Çocukların içlerindeki potansiyeli en verimli şekilde ortaya dökebilecekleri şartlara kavuşmaları için imkanlar var etmeleri gerektiğini ifade eden Erdoğan, "Tasarım Beceri Atölyeleri'nin getireceği başarıya ve eğitim anlayışımızda yeni bir dönem açacağına yürekten inanıyorum. Bu atölyelerde özgür ve eleştirel düşünebilen, güçlü kişiliğe sahip, geleceğin liderlerini yetiştirmek hedefleniyor. Müzikten fen bilimlerine, tabiattan güzel sanatlara, yaşam becerilerinden yazılım ve tasarıma kadar bir medeniyeti ihya ve imar edecek her alanda çocuklarımıza deneyim alanları açılıyor. Bu atölyeler sayesinde çocuklarımız ve gençlerimiz, kalıplar arasında sıkışan değil, o kalıpları kıran bireyler olacaklar." değerlendirmelerinde bulundu.

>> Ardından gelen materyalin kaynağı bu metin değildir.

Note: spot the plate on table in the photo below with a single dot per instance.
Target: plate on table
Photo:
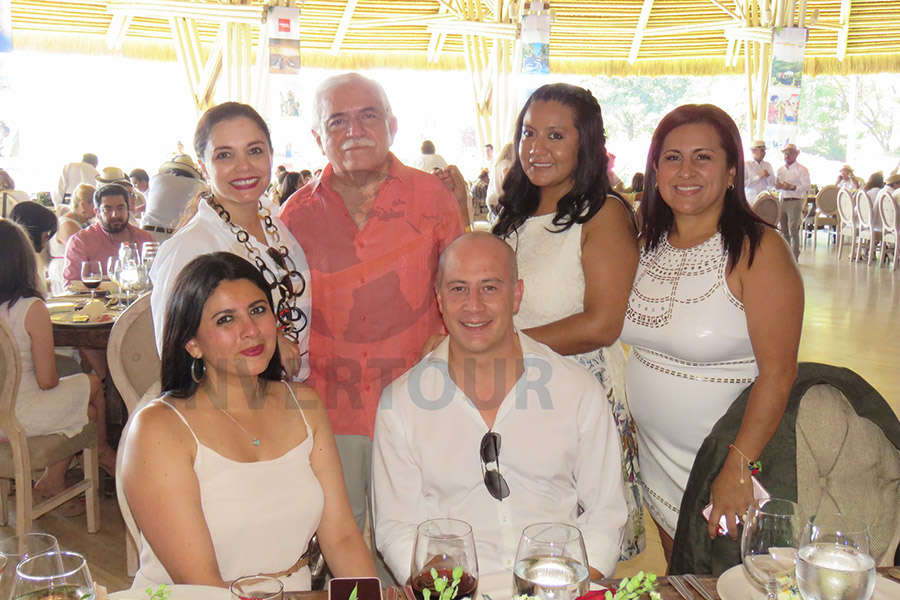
(734, 585)
(177, 592)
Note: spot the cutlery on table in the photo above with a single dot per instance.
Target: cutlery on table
(695, 583)
(678, 583)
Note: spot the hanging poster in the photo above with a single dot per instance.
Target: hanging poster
(283, 29)
(536, 43)
(788, 48)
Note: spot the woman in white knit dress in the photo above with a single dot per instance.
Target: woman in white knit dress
(717, 304)
(576, 252)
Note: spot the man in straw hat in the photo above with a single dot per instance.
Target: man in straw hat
(847, 180)
(793, 181)
(759, 175)
(171, 189)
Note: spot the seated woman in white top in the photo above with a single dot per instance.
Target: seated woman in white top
(45, 403)
(254, 475)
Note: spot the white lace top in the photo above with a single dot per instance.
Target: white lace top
(691, 357)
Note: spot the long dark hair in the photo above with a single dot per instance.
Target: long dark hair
(737, 221)
(520, 198)
(18, 268)
(224, 112)
(36, 219)
(193, 287)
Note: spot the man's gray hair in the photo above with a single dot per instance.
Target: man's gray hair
(343, 79)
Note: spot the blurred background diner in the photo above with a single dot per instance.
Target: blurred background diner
(101, 99)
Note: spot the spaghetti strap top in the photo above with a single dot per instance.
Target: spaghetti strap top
(260, 515)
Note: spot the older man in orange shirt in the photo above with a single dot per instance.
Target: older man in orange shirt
(372, 229)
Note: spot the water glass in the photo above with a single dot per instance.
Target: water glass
(444, 547)
(56, 575)
(17, 548)
(551, 562)
(257, 587)
(769, 543)
(91, 275)
(834, 561)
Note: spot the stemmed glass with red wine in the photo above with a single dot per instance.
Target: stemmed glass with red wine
(444, 550)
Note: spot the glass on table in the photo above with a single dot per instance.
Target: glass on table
(769, 543)
(444, 560)
(53, 576)
(92, 275)
(17, 548)
(834, 561)
(257, 587)
(551, 562)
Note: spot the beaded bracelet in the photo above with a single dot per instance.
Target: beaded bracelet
(754, 466)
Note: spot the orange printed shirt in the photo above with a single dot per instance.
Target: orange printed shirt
(373, 303)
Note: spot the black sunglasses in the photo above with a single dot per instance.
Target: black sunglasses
(490, 453)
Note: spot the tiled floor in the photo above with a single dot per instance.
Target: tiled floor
(852, 319)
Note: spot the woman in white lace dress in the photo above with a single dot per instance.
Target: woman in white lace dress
(717, 304)
(575, 247)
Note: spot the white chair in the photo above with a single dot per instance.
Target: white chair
(825, 212)
(134, 366)
(890, 220)
(21, 456)
(767, 207)
(848, 224)
(869, 232)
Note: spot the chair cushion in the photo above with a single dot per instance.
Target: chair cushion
(47, 449)
(845, 463)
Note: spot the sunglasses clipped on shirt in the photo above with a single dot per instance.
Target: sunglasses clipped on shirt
(490, 466)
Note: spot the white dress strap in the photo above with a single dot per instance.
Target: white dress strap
(180, 416)
(297, 402)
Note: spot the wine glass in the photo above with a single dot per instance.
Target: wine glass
(15, 549)
(444, 549)
(834, 561)
(56, 575)
(551, 562)
(769, 543)
(91, 275)
(257, 587)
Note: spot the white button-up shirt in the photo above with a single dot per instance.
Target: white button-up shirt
(754, 180)
(560, 454)
(796, 174)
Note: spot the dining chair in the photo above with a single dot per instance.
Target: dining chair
(22, 457)
(134, 366)
(869, 231)
(890, 221)
(848, 222)
(767, 207)
(131, 352)
(837, 448)
(825, 211)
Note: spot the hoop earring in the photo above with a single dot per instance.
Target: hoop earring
(198, 370)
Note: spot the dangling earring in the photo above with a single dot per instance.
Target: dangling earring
(198, 370)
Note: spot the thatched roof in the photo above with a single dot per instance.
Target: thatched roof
(587, 36)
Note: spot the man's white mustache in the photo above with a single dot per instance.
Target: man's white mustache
(357, 143)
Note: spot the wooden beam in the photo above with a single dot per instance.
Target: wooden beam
(343, 26)
(845, 30)
(115, 33)
(208, 11)
(639, 31)
(712, 25)
(508, 31)
(727, 10)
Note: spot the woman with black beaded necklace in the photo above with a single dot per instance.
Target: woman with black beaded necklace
(234, 150)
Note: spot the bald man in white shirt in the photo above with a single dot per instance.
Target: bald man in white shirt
(437, 449)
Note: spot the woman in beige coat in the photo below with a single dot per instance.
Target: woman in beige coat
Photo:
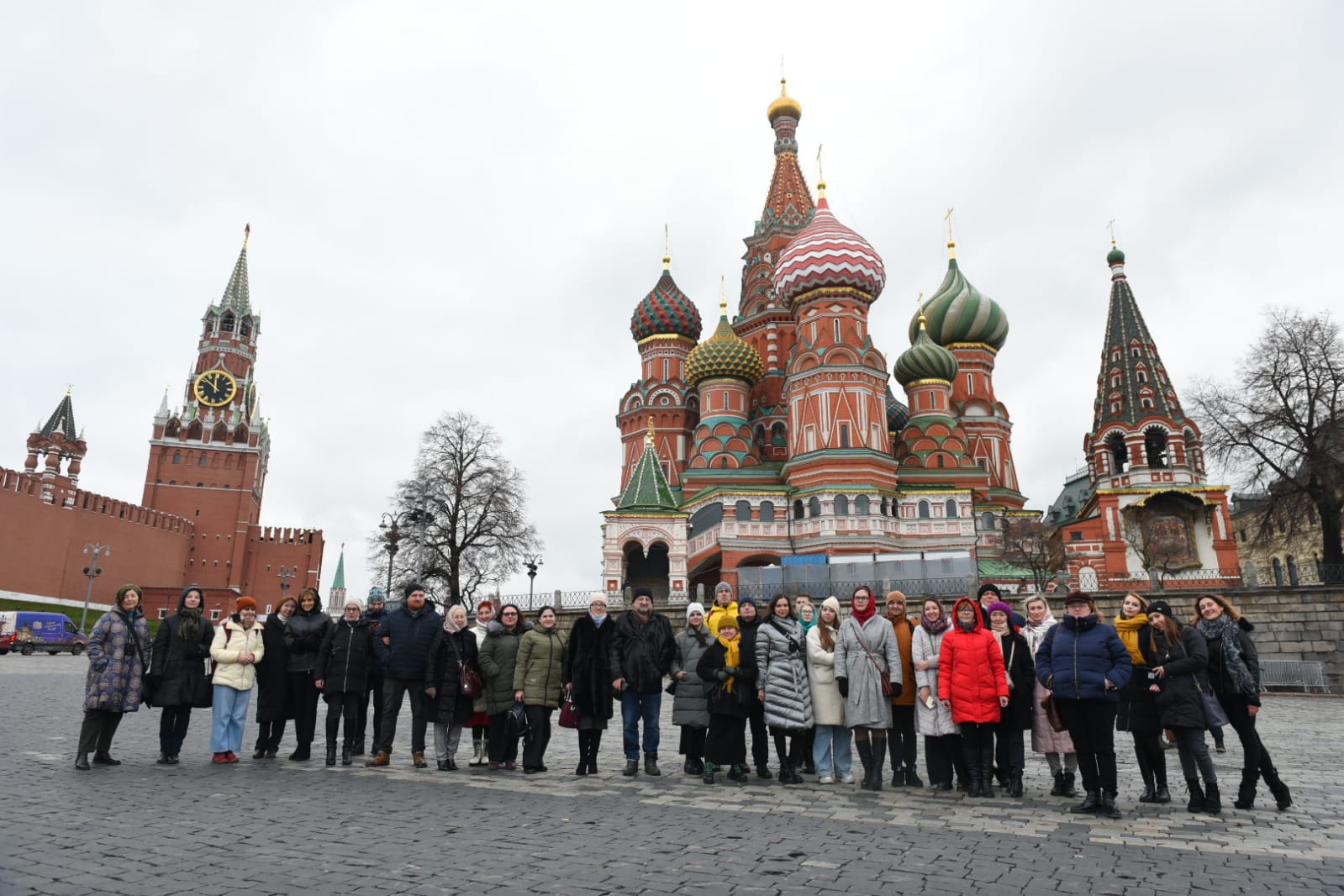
(830, 742)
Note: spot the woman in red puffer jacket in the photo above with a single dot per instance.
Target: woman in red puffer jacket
(973, 684)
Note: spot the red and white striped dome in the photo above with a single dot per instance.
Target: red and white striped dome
(827, 254)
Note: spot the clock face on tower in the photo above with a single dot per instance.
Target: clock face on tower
(215, 388)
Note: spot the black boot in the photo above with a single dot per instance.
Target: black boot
(1213, 799)
(864, 750)
(1246, 792)
(1196, 795)
(1090, 804)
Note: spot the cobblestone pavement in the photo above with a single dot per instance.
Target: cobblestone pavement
(298, 828)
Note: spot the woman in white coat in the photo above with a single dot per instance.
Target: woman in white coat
(830, 743)
(933, 720)
(867, 656)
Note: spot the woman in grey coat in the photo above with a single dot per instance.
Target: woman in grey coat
(942, 735)
(690, 704)
(784, 688)
(864, 651)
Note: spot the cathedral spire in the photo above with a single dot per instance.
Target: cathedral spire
(237, 294)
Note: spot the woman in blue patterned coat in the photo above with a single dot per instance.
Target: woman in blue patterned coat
(119, 657)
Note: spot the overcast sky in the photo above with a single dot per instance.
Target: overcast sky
(457, 208)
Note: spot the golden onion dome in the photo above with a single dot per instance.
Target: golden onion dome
(784, 105)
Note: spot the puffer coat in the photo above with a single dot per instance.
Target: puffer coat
(499, 657)
(233, 640)
(119, 651)
(867, 705)
(1079, 657)
(586, 665)
(304, 638)
(783, 658)
(345, 657)
(448, 653)
(690, 704)
(1183, 677)
(1137, 709)
(972, 673)
(179, 669)
(827, 703)
(539, 668)
(928, 648)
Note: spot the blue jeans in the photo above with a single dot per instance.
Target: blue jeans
(636, 707)
(230, 709)
(830, 742)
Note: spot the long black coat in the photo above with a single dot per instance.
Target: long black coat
(1137, 709)
(1183, 664)
(444, 675)
(271, 682)
(588, 665)
(179, 668)
(345, 657)
(727, 703)
(643, 653)
(1022, 673)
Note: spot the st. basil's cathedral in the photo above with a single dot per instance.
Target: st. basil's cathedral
(780, 440)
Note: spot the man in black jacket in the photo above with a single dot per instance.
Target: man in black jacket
(402, 645)
(643, 649)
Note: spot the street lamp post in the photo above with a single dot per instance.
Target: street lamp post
(93, 572)
(285, 575)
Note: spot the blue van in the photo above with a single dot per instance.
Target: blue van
(29, 631)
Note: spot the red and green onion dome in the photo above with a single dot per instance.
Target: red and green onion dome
(925, 361)
(724, 355)
(827, 256)
(666, 312)
(962, 314)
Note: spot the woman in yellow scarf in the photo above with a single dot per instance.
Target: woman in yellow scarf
(1137, 712)
(724, 676)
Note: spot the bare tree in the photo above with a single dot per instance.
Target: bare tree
(462, 514)
(1280, 426)
(1029, 543)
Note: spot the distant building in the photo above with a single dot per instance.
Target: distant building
(199, 519)
(1142, 505)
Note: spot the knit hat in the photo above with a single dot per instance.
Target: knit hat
(1081, 597)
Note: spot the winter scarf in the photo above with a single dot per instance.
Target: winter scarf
(733, 657)
(1225, 629)
(1128, 631)
(190, 629)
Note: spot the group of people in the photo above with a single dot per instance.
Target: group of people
(814, 683)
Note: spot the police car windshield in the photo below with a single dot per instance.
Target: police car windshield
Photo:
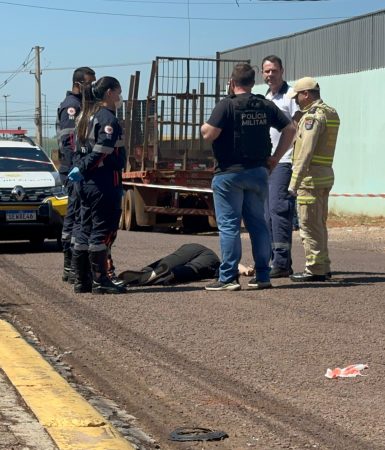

Emine Erdoğan, hiçbir medeniyetin topla tüfekle, tankla füzeyle kurulamayacağına dikkati çekerek, medeniyetin en başta ilimle kurulduğunu vurguladı.
Gerek içinde bulunulan çağda, gerekse gelecekte hakim gücün bilek gücü değil, bilginin gücü olacağına işaret eden Erdoğan, sözlerini şöyle sürdürdü:
"Geleceğin arzu ettiğimiz şekilde inşası ise, yalnızca kurumların değil, bir toplumu oluşturan tüm fertlerin sorumluluğundadır. İnanıyorum ki, iş adamlarımız, iş kadınlarımız, bu gerçeğin farkındalar. Ben bu nedenle, özel sektörümüzü Tasarım ve Beceri Atölyeleri'ne katkıda bulunmaya davet ediyorum. Sermaye sahiplerimiz, bireysel olabileceği gibi, dernek, platform olarak da, bir veya daha çok atölyenin kurulumunu üstlenebilirler. Atölyelerimizin kapasitelerinin büyümesinde, vereceğiniz desteklerle eğitim öncüleri olabilir, isimlerinizi bu eğitim yuvalarında yaşatabilirsiniz. İyi kalitede eğitim, yalnızca büyük kentlerde ya da özel okullarda erişilebilen bir imkan olmamalı. Bizler güç birliği yaparak Türkiye’yi güçlü ve aydınlık yarınlara taşıyacak daha fazla yavrumuza dokunabilmek
istiyoruz. Ülkemizin her bir karışındaki evlatlarımız, işlenmeyi bekleyen madenler gibidir. Eğer onları çağın ihtiyaçlarına göre doğru yönlendirebilirsek, gelecek bizim için çok daha ümit verici olacaktır. Dünyada hak ettiği konuma kavuşmuş bir Türkiye ancak, insan kalitesinin yükseltilmesiyle mümkündür. Türkiye, hepimizin ortak sevdası. Bu hedefin gerçekleşmesinin de, hepimizin emeği ve katkısı ile mümkün olacağı açıktır. Biliyoruz ki, 'Yurt müdafaasının en emin yolu eğitimdir.' Çünkü eğitimli insanlara sahip toplumların irfan kaynakları tükenmediği gibi, kendini çoğaltan bir niteliğe de sahiptir. Bu nedenle eğitime yapacağımız yatırımın en geçerli ve en karlı yatırım olduğuna inanıyorum."